The case against big tech – ‘Abolish Silicon Valley’ by Wendy Liu

By James Moules


“SILICON Valley is more than just a region in northern California that has become synonymous with the high-tech industry. It is a dream.”

Ten years ago, a movie called ‘The Social Network’ hit cinemas, drawing rave reviews and scoring multiple accolades – including several Oscar nominations.

It chronicles the meteoric rise of the social networking giant Facebook and its founder Mark Zuckerberg. Notoriously, the film portrays him as a somewhat conniving and unscrupulous figure – much to the aggrievement of the man himself.

Despite this less than flattering portrayal, one couldn’t help but notice at the time of the film’s release just how many people saw this story not as a cautionary parable, but as something aspirational.

To them, the film wasn’t a human drama about friendship and betrayal, but a blueprint for their own Silicon Valley startup dreams – even if this dream meant losing their soul.

In her book ‘Abolish Silicon Valley’, Wendy Liu recounts her personal story of the pursuit of the Silicon Valley dream – and how her experience radically changed her view on the institutions of the tech world.

She started out like someone who had her path set. From a young age, tech was her passion – she would spend hours playing around with computers and working on websites through her school years.

Eventually, this would lead to her blitzing through university and landing an internship at Google.

At first she relishes this world, revelling in the glamour and prestige of the Silicon Valley lifestyle. To her and her contemporaries, this high-flying life was something they deserved, something they had worked hard for and earned. It was a realisation of the ‘nerds will inherit the earth’ narrative that made The Social Network so appealing to many.

As she draws to the end of her university days, Google offers her another position at the company, but instead she goes off to take part in a doomed startup – fully believing in the Silicon Valley dream and that the tech world was a force for good.

But despite hours and days of round the clock work, the startup fails to gain traction. Alongside this, the world is shaken by the election of Donald Trump as US President.

Her disillusionment with Silicon Valley grows. But this disillusionment was more than just frustration at lack of success in the field.
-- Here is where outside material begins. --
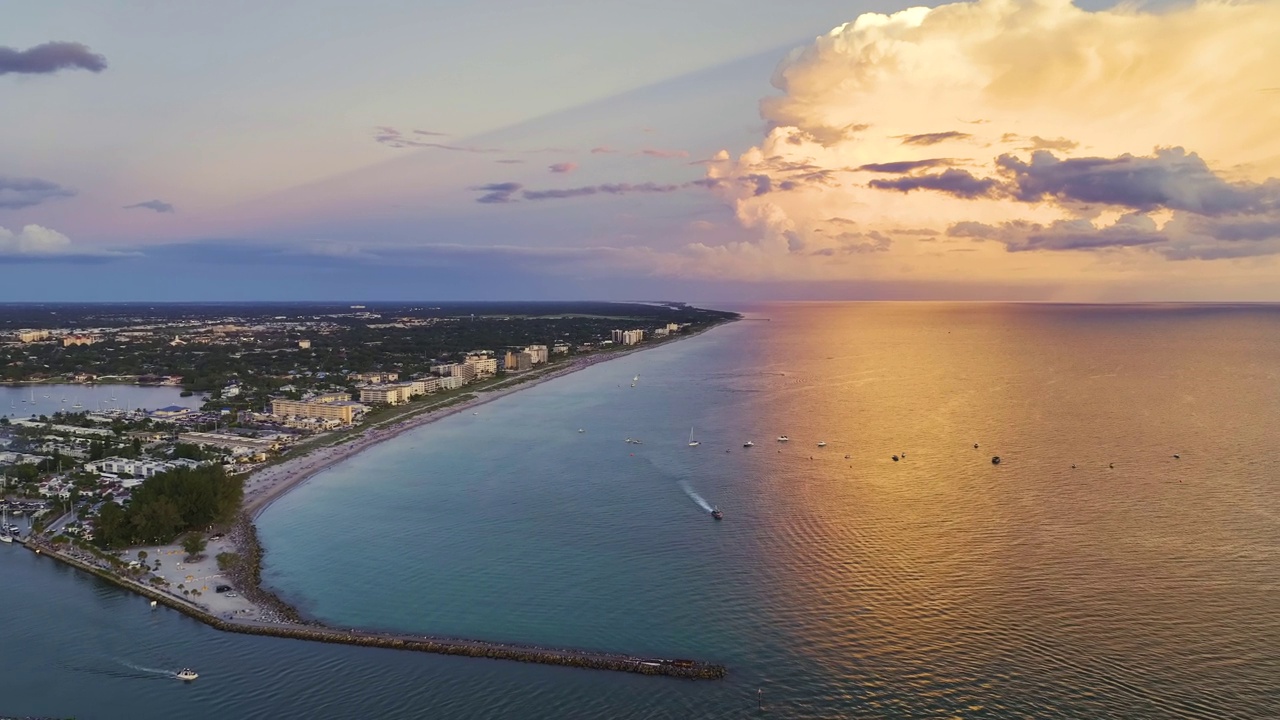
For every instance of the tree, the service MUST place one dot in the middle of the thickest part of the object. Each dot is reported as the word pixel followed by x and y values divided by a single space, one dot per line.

Liu begins to reassess her assumptions about the charitable nature of big tech’s institutions, coming to see the problems of Silicon Valley as ultimately being problems of capitalism.

But she emphasises: “I’m not anti-tech; my critique of the tech industry stems from a place of love.”

Despite showing us a world most of us could barely imagine visiting, Liu never fails to make her personal voyage relatable. The frank reflection of her past is refreshingly honest and self-critical, and never to the point of tedium.

Along the way she describes how she was drawn into the Silicon Valley startup culture and all that entails – including many of the sorts of figures who might have seen The Social Network as aspirational.

She even concedes at one point that – if she had known about the practices of Cambridge Analytica at the time – she and her team would not have been appalled, but envious that they did not have the idea themselves.

The subtitle of this book it ‘How to Liberate Technology from Capitalism’ – a problem she presents her answer to in the final pages of the book. She offers five key steps in her chapter ‘A New Industrial Model’.

But while she does stress in this chapter that much of what she suggests is a vague sketch of long term goals, one can’t help but feel that a book promising a vision for an alternative to Silicon Valley would have far more to offer.

‘Abolish Silicon Valley’ is a fascinating peek behind the scenes at California’s big tech hub, and one that is made all the more engaging by the author’s down to earth style and frank self-reflection. It falls short of providing a truly compelling vision for releasing the tech world from the stranglehold of capitalism, but the book’s accessibility makes it a good place to start.